On Tuesday, 2 July 2013 at 05:21:35 UTC, Joakim wrote:
On Monday, 1 July 2013 at 21:29:21 UTC, John Colvin wrote:
On Monday, 1 July 2013 at 17:45:59 UTC, Joakim wrote:
I wouldn't call closing source that they legally allowed to
be closed antisocial. I'd call their contradictory, angry
response to what their license permits antisocial. :)
Just because you're doing something legal doesn't mean you're
not being antisocial.
Read my previous post. Of course it's possible for a license
to technically allow something but for the authors to
disapprove of it, not that its antisocial to simply do
something they disapprove of. But, as I said earlier, the BSD
crowd does not publicly broadcast that they disapprove of
closing source. In fact, they will occasionally link to press
releases about contributions back from corporations who closed
the source.
For people using the BSD license to then get mad when yet
another person comes along to close source is the only
"antisocial" behavior I'm seeing here.
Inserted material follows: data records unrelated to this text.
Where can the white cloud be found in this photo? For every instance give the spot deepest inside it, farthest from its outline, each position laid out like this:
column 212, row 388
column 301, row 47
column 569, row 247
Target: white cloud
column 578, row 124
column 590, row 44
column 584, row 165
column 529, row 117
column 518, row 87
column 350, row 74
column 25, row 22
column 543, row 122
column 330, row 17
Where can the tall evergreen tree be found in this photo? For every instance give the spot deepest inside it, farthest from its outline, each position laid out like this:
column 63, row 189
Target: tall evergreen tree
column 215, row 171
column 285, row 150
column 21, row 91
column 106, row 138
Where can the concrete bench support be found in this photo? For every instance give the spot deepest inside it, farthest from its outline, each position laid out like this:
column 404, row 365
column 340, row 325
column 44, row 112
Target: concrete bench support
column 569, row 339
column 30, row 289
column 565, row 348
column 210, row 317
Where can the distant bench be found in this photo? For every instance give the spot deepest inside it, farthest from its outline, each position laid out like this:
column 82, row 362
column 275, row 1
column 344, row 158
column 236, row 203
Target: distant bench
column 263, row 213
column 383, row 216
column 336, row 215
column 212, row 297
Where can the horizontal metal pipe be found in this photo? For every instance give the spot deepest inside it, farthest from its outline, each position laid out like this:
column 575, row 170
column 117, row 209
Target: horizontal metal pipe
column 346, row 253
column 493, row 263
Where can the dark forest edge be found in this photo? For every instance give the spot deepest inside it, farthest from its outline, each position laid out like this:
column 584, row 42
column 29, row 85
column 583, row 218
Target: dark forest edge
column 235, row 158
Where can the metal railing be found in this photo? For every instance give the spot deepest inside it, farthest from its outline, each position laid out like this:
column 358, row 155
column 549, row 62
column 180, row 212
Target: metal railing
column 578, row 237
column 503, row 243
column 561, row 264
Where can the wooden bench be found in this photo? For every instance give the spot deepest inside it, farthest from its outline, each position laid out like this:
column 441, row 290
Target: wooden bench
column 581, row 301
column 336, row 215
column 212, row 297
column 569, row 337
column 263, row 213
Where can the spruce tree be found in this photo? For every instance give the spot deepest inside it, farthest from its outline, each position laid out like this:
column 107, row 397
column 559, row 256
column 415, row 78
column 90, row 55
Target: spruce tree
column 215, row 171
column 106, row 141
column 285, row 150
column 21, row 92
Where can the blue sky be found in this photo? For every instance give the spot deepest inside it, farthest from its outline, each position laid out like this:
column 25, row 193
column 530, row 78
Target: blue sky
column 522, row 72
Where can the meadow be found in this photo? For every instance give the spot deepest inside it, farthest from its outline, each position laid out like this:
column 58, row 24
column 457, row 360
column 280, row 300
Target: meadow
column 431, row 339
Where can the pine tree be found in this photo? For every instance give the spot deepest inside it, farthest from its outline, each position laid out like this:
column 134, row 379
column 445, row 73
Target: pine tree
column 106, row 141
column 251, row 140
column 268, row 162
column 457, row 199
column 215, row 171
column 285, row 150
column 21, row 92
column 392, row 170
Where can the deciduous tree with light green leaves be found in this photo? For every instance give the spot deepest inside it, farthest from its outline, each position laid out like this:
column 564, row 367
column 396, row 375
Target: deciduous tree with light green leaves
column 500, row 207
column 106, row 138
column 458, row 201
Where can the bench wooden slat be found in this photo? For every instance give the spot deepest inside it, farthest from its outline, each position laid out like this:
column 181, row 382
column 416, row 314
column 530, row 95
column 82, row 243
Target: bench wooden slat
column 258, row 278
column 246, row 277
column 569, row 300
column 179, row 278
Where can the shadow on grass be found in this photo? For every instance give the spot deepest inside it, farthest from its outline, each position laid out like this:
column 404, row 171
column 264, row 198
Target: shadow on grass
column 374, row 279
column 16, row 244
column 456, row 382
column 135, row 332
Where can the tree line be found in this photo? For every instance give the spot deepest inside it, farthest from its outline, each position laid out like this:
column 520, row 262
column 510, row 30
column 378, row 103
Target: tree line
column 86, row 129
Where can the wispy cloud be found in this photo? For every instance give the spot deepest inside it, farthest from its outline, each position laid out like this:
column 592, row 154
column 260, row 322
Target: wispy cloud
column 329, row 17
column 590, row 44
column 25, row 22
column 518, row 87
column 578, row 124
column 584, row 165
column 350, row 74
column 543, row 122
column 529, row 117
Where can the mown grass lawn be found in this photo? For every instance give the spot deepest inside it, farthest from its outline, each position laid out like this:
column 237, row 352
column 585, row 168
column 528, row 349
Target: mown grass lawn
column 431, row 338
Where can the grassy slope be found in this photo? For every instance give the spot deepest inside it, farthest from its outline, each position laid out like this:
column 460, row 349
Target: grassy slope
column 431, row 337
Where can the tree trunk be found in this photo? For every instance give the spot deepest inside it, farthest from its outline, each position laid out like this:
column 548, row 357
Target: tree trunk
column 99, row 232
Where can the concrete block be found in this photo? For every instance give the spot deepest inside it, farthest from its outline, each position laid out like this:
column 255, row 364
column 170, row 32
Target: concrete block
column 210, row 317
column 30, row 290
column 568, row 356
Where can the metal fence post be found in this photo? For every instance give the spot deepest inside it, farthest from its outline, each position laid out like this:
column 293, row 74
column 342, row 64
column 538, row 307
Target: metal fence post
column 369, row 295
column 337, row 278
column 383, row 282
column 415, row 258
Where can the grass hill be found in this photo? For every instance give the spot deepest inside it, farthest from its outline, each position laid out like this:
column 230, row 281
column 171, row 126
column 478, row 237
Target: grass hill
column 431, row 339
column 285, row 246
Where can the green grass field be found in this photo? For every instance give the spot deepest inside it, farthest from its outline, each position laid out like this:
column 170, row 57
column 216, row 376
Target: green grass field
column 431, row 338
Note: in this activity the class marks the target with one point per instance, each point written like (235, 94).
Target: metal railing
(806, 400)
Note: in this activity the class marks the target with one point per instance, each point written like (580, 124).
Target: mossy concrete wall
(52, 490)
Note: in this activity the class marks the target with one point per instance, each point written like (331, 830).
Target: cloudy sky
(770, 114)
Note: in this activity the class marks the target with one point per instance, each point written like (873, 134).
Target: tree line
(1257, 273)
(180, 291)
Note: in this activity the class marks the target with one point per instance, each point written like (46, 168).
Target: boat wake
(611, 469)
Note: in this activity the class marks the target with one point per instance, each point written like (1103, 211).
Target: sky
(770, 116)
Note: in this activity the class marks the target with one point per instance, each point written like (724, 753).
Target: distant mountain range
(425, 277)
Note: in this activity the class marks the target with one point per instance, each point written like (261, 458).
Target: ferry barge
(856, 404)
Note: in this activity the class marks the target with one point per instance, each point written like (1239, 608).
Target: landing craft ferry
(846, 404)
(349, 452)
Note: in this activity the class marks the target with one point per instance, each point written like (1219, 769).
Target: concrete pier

It'd be one thing if
they publicly said that while the BSD license allows closing
source, they're against it. Feel free to provide such a public
statement, you won't find it. It's only after you talk to them
privately about closing source that you realize how many of
them are against it.
As I've said repeatedly, I don't much care that their behavior
is so "antisocial," :) as long as its legal to close source.
But it is pretty funny to cast that tag on somebody else, who
is simply doing what their license allows and what their press
releases trumpet.
It's a pretty psychopathic attitude to conflate legality and
morality, it's effectively saying "I have the moral right to
do whatever I can get away with"
On the contrary, it's a pretty psychopathic attitude to make
such claims about morality when
1. nobody was talking about morality
2. the BSD crowd doesn't publicly talk about their problems
with closing source either, whether they think it's immoral or
antisocial or whatever.
This is all a bit moot as I was making a general point, not
specifically related to BSD. However, in their case, I think it
is perfectly fine that some don't like closed source personally,
but as a group they decide to endorse it. A group where everyone
is forced to agree on everything isn't an organisation, it's a
cult.
I think what I'm really trying to say is this:
A license is a description of what you will *allow*, not what you
*want*.
I personally like to take in to account what people *want* me to
do, not just what they will *allow* me to do.